One of my favorite theories in sociology is role theory because it explains so much of what we do and don’t do in everyday life. It even explains why students don’t have pizzas delivered in the middle of class.
A role is a set of expectations held by others about what we are supposed to do when we are in a given social position. For example, if you’re the secretary of a student organization, you may need to take notes during meetings, contact other members regarding events, and keep track of peoples’ dues. Likewise, if you work as a server at the local Mexican restaurant, you are expected to greet customers, take their orders, refill the chips and salsa, check in with them throughout the meal to see if they need anything, and collect their money. You do these things not because of who you are, but because these are the duties of the position. In sociological language, the expectations that you will do what you are supposed to do in a role are called norms.
Role expectations are not just behaviors but emotions and feelings as well. As a server, you greet customers with a corporate-imposed greeting such as: “Hi, I’m Taylor, and I’ll be taking care of you tonight.” (At this point, I usually ask them to go wash my car or something, but they never do…) The role of a server requires you to be cheerful an interested. Don’t really feel that way? Doesn’t matter: You need to do it anyway. Imagine in you greeted customers with an angry snarl or sat down and started telling them all your problems. If you weren’t fired right away, you would at least have a manager instructing you in how to “properly” treat customers.

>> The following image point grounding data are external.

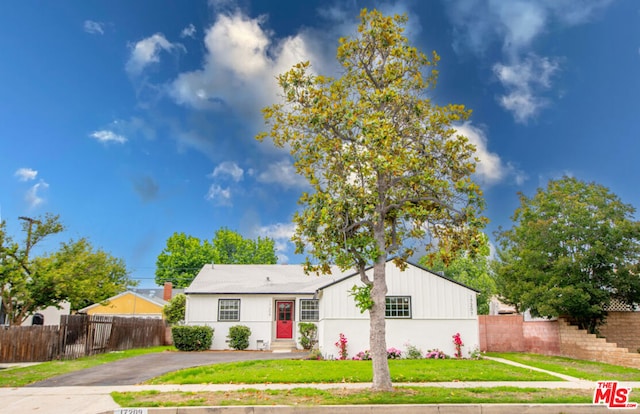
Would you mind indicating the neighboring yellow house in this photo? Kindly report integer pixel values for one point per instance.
(129, 303)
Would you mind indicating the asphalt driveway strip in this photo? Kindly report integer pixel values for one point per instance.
(132, 371)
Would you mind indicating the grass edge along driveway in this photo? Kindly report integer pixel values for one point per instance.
(332, 371)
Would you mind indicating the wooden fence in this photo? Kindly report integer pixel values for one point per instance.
(78, 336)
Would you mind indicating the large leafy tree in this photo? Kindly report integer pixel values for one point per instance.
(470, 268)
(183, 257)
(231, 247)
(384, 162)
(82, 275)
(74, 273)
(574, 247)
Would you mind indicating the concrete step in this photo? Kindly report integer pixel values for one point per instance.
(283, 346)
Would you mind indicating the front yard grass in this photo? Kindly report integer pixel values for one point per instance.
(305, 372)
(588, 370)
(19, 377)
(310, 396)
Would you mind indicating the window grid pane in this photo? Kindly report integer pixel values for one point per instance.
(309, 310)
(398, 307)
(229, 310)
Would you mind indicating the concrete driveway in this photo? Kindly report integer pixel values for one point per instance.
(132, 371)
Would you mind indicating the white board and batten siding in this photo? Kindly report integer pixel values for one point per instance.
(440, 308)
(256, 312)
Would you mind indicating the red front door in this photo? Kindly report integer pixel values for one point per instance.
(284, 319)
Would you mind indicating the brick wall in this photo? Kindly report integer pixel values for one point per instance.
(510, 333)
(623, 328)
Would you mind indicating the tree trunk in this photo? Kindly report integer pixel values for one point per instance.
(377, 330)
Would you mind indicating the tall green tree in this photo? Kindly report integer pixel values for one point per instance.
(81, 275)
(183, 257)
(74, 273)
(231, 247)
(471, 269)
(18, 274)
(385, 163)
(574, 247)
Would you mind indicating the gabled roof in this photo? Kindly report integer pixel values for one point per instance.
(260, 279)
(410, 264)
(148, 297)
(272, 279)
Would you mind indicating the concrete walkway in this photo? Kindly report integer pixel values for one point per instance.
(96, 399)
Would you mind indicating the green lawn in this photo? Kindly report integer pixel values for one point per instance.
(309, 396)
(19, 377)
(304, 372)
(587, 370)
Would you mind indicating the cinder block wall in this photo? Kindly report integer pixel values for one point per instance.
(623, 328)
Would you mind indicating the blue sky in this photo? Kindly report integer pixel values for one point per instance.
(133, 120)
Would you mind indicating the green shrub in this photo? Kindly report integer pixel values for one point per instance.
(174, 310)
(413, 352)
(239, 337)
(192, 338)
(308, 334)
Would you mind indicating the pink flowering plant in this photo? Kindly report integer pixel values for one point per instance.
(435, 354)
(457, 342)
(362, 356)
(342, 347)
(394, 353)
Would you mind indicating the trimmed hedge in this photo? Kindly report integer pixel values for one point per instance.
(192, 338)
(239, 337)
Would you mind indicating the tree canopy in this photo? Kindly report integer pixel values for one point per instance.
(473, 270)
(385, 163)
(183, 257)
(574, 247)
(74, 273)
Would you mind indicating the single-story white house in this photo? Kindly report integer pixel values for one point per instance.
(424, 309)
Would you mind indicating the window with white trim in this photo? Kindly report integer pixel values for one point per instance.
(228, 309)
(398, 307)
(309, 310)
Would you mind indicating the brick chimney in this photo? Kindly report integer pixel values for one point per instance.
(168, 288)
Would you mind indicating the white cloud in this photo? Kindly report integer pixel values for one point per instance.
(282, 173)
(516, 24)
(490, 168)
(219, 196)
(228, 168)
(93, 27)
(189, 31)
(241, 65)
(106, 136)
(524, 82)
(26, 174)
(147, 51)
(33, 197)
(281, 233)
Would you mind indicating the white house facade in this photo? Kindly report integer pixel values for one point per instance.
(424, 309)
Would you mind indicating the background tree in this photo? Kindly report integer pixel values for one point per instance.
(384, 162)
(230, 247)
(174, 311)
(74, 273)
(81, 275)
(17, 271)
(183, 257)
(470, 269)
(574, 247)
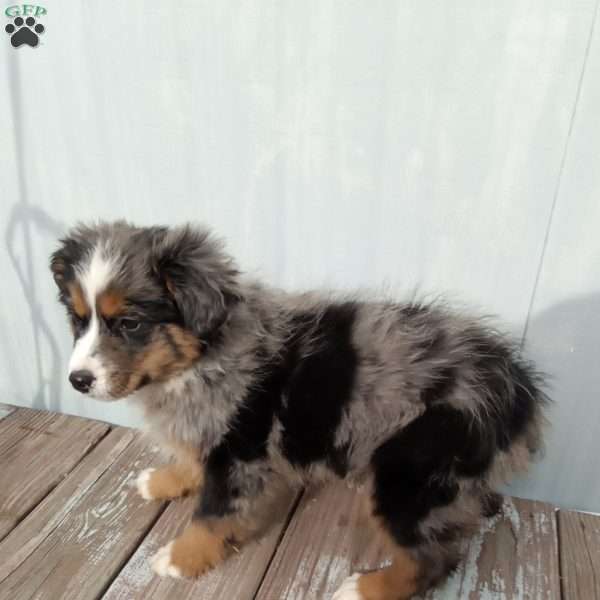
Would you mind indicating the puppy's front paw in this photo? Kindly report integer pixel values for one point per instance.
(193, 553)
(349, 589)
(161, 563)
(143, 484)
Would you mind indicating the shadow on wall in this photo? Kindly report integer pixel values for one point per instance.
(26, 224)
(565, 343)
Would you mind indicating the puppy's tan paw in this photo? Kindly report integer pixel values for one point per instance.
(349, 589)
(162, 565)
(143, 484)
(193, 553)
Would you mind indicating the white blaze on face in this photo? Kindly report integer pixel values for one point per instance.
(93, 279)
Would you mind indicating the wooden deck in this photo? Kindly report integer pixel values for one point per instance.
(72, 526)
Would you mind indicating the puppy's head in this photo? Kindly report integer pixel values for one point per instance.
(143, 303)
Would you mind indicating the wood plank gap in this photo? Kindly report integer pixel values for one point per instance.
(5, 572)
(127, 557)
(559, 544)
(287, 522)
(54, 486)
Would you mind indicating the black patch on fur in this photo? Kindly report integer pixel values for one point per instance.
(491, 504)
(319, 388)
(413, 309)
(217, 495)
(64, 260)
(417, 469)
(144, 381)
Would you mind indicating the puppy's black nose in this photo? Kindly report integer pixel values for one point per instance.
(82, 380)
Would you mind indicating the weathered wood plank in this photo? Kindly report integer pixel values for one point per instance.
(6, 409)
(579, 555)
(514, 556)
(96, 518)
(239, 577)
(56, 507)
(37, 449)
(326, 540)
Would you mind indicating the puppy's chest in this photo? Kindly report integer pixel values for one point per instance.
(192, 414)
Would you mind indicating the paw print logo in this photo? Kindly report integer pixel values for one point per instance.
(24, 32)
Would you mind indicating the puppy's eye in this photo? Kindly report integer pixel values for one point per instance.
(129, 325)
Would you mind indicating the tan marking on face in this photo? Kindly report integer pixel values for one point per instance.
(174, 481)
(80, 306)
(186, 342)
(111, 303)
(171, 351)
(396, 582)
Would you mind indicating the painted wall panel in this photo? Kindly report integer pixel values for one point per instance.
(564, 330)
(334, 144)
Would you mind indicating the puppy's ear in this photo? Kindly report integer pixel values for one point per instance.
(200, 278)
(68, 254)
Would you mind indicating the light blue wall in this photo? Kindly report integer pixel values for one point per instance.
(452, 147)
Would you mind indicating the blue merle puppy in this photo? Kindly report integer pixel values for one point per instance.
(256, 391)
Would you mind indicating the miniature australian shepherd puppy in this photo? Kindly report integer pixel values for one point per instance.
(257, 391)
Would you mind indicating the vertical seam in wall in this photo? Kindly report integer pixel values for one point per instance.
(560, 175)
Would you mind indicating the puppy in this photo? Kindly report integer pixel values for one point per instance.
(257, 391)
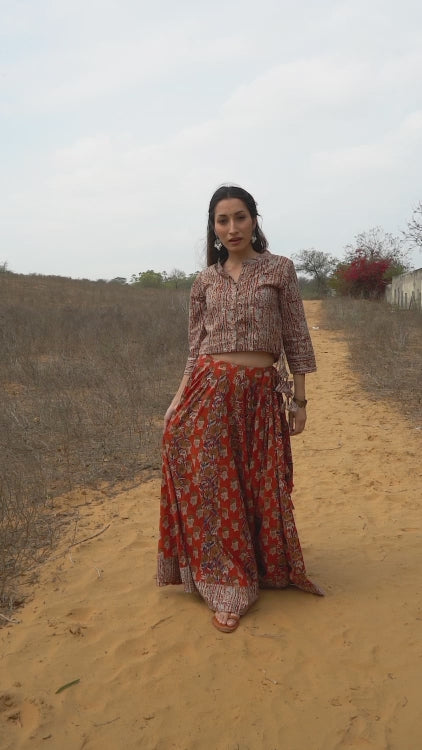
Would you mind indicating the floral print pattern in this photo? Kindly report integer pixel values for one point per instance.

Roles have remarkably detailed and complex expectations for our behavior. You could fill a thick instruction manual for all the roles we act out. Let’s take a simple situation—what students are supposed to do in a college classroom. Sounds easy, right? There are actually many, many rules that you’re supposed to follow, and if it seems easy, it’s only because you know them already.
In a classroom, you are supposed to:
· Walk into the room—not run, crawl, dance or do handsprings into it.
· Talk with other students quietly—not yell greetings to them as you might if you saw the same person in a different situation. “Hey, you &#@*!, how the &#($)@^ are you doing!” won’t cut it.
· Sit in your chair facing forward. Don’t stand; don’t sit in front, facing the class (this is reserved for the professor); don’t put your feet up on somebody else’s desk.
· Look like you’re paying attention. Even if you’re bored out of your mind and ready to collapse into a deep sleep, face the general direction of the professor and keep your eyes open. Don’t lay down on the floor, put your head on your backpack, and take a nap. (Hey, if I have to be awake for my classes, my students do too!).
· If you have to say something, you raise your hand until acknowledged by the professor. Don’t just yell out, “Hey you, I’ve got something to say.” There are even norms on how to raise your hand! Lift your hand shoulder height and keep it mostly still. Don’t wave both arms frantically.
Over the years, I’ve had various experiences in the classroom that have indicated the power of these norms. In one class I had a student with a learning disability who would often do the “wrong” thing in the classroom. He would ask questions that were off topic. He would sometimes interrupt me during lecture with his comments. He would get really enthusiastic when talking. These behaviors didn’t bother me (professors are usually pretty happy just to have someone participate in class), but the other students were scornful of his violating classroom norms. At first they would roll their eyes and maybe snicker, but after a few weeks they would laugh out loud at him. Not the “we’re having fun” laugh, but the “you’re an idiot” laugh. He could tell what was going on, and after a few weeks, he just dropped the class.
Last semester I taught an evening class in a large lecture hall that holds 330 students. Since it was a two-and-a-half hour class, the students got hungry and usually brought food with them. One evening, a student forgot, and so at the start of class he asked if he could order a pizza. I thought it was a great idea, so I said sure. Well, about 30 minutes later, I was halfway up the stairs on one side of the classroom (I walk around a lot when I teach), and the class burst in to laughter. I looked back, and there in the front of class was this student paying a very confused Domino’s delivery person.
According to role theory, most of us are hardcore, rabid conformists. Whether it’s answering a telephone or ordering a coffee or getting married or playing softball or walking down the street or sending an e-mail or just about anything else, we conform to role expectations. They guide much of our lives, both in and out of the classroom.